Read in small doses August 11, 2008 1 out of 1 found this review helpful
This book is probably best read in small portions, as the average person will become incensed at the greed that takes from the less and gives to the more. Fortunately, each chapter covers a specific rip off of the taxpayer, and is not too long. It might raise the blood pressure of the average person to read too many chapters at one time.
Yes, the wealthy and connected have rigged the system to flow the riches to themselves.
If there is one theme to the book, it is the Adam Smith's advice that government should not favor one endeavor over another is deaf to the people that continually use Adam Smith as the reason for government getting out of the way. It is not free enterprise when government takes one side, which is what the wealthy and well connected have the government do.
A good companion is Hostile Takeover by David Sirota (available on Amazon Kindle).Hostile Takeover: How Big Money and Corruption Conquered Our Government--And How We Take It Back
His prior book, Perfectly Legal, is a good primer, although a bit dated as to how the wealthy avoid taxes. In Free Lunch, it is how the wealthy get subsidies. Perfectly Legal: The Covert Campaign to Rig Our Tax System to Benefit the Super Rich--and Cheat Everybody Else
Greed Oligarchy Plutocracy August 8, 2008 1 out of 1 found this review helpful
An excellent, well-documented and readable investigation and analysis of how the whole system of American government, at Federal, State and Local levels, has been used for the past 30 years or so to tax the poor and the middle class in order to enrich the already wealthy. If you think this sounds like the system in France in 1788, you are absolutely right. If you are not angry already, you need to read this book. If you are angry already, you still need to read this book in order to confirm all your worst suspicions. There is something rotten in the States of America, and if the infection of our body politic is not dealt with soon, it will turn to gangrene and kill democracy completely.
Free Lunch July 21, 2008 2 out of 2 found this review helpful
A very informative and straight-ahead book revealing, anecdote by real-life anecdote, how, during the Bush/Clinton/Bush administrations, our public commons -- in other words, our tax dollars -- increasingly have been routinely commandeered by a tiny and superrich elite for their own exhorbitant profit. In the form of public subsidies for private developers and retailers, such as Cabelas and Wal-Mart, and through privatization of our utility companies starting with Enron's massive rip-off of our public commons, Johnston shows how the wolves (greedy privateers) have not only gained entrance into the henhouse of our national treasury but, through intensive lobbying efforts, are exercising too much control over our elected officials today, basically funding the rewriting of our national laws to ensure their own dominant position and ongoing aggregation of riches.

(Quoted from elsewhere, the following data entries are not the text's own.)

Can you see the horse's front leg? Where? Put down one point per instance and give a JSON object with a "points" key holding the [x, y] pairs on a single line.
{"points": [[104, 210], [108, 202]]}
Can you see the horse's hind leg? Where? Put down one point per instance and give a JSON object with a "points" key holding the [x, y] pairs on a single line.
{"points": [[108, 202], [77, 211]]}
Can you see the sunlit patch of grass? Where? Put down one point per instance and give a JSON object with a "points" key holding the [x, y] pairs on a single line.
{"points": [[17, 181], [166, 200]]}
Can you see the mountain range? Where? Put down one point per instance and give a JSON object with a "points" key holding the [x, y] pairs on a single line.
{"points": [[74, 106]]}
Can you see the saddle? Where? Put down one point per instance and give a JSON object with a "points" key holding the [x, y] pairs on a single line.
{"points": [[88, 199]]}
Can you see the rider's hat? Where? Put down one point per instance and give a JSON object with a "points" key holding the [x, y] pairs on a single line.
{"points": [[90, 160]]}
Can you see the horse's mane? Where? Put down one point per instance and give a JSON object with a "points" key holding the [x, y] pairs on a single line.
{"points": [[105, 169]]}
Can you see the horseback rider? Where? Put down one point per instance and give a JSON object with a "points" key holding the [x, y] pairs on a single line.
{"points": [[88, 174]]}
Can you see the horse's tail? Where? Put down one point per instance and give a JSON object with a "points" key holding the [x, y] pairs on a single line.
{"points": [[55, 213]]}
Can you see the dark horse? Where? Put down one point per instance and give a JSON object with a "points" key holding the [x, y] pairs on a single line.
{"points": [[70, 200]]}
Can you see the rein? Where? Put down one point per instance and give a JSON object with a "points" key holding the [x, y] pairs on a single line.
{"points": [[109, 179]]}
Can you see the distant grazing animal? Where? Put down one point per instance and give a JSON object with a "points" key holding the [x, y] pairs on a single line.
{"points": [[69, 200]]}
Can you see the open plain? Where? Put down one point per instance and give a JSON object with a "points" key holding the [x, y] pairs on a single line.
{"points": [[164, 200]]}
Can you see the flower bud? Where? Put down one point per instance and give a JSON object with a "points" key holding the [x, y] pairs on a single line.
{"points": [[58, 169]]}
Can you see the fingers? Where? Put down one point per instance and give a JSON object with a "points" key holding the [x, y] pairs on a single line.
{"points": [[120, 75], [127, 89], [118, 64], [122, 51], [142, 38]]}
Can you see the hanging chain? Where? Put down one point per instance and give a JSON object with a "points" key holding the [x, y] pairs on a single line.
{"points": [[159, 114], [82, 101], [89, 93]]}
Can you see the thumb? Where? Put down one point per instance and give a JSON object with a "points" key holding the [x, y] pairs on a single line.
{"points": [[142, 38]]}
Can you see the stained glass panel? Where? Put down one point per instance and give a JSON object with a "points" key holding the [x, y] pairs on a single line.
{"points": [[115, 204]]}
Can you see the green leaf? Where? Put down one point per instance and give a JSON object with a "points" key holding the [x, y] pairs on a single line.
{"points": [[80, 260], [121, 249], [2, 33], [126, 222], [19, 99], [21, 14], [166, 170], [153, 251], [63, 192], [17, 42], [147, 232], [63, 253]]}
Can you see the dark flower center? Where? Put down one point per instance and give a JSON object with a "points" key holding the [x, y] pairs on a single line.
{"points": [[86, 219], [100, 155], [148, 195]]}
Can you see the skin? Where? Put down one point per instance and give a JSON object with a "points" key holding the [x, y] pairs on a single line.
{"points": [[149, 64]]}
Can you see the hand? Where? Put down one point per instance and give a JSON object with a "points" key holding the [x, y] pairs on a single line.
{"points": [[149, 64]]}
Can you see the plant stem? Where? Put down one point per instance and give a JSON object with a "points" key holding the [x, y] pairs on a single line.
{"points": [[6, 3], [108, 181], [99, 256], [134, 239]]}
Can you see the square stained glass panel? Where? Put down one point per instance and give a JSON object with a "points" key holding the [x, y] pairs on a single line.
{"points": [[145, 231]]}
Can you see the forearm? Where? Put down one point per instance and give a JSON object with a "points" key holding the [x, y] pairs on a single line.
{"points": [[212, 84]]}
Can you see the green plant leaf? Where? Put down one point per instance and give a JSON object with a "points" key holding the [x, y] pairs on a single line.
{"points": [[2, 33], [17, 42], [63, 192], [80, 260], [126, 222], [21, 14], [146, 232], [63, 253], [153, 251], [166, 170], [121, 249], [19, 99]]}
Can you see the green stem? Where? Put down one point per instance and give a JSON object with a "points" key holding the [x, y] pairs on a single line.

The book makes sense of a lot of things that were not adding up to me when looking around our current landscape -- like why my electric bill has skyrocketed in the last couple of years (thank you, Kenny Lay), or what kind of business "sense" was behind that monstrous box store of Cabelas on Rte. 78 in Hamburg, PA. Or even why oil and gas prices are going through the roof right now. It's not supply and demand at all, it's sleight of hand and basic greed and power-grabbing. Johnston shows how the scales of supply and demand no longer balance the markets, as the PR mavens would like us to believe. When private companies are subsidized with public funds, Adam Smith-type free market competition proves but a chimera, a smokescreen behind which privateers hide, avidly sucking our economy dry and bankrupting our society. Read the book.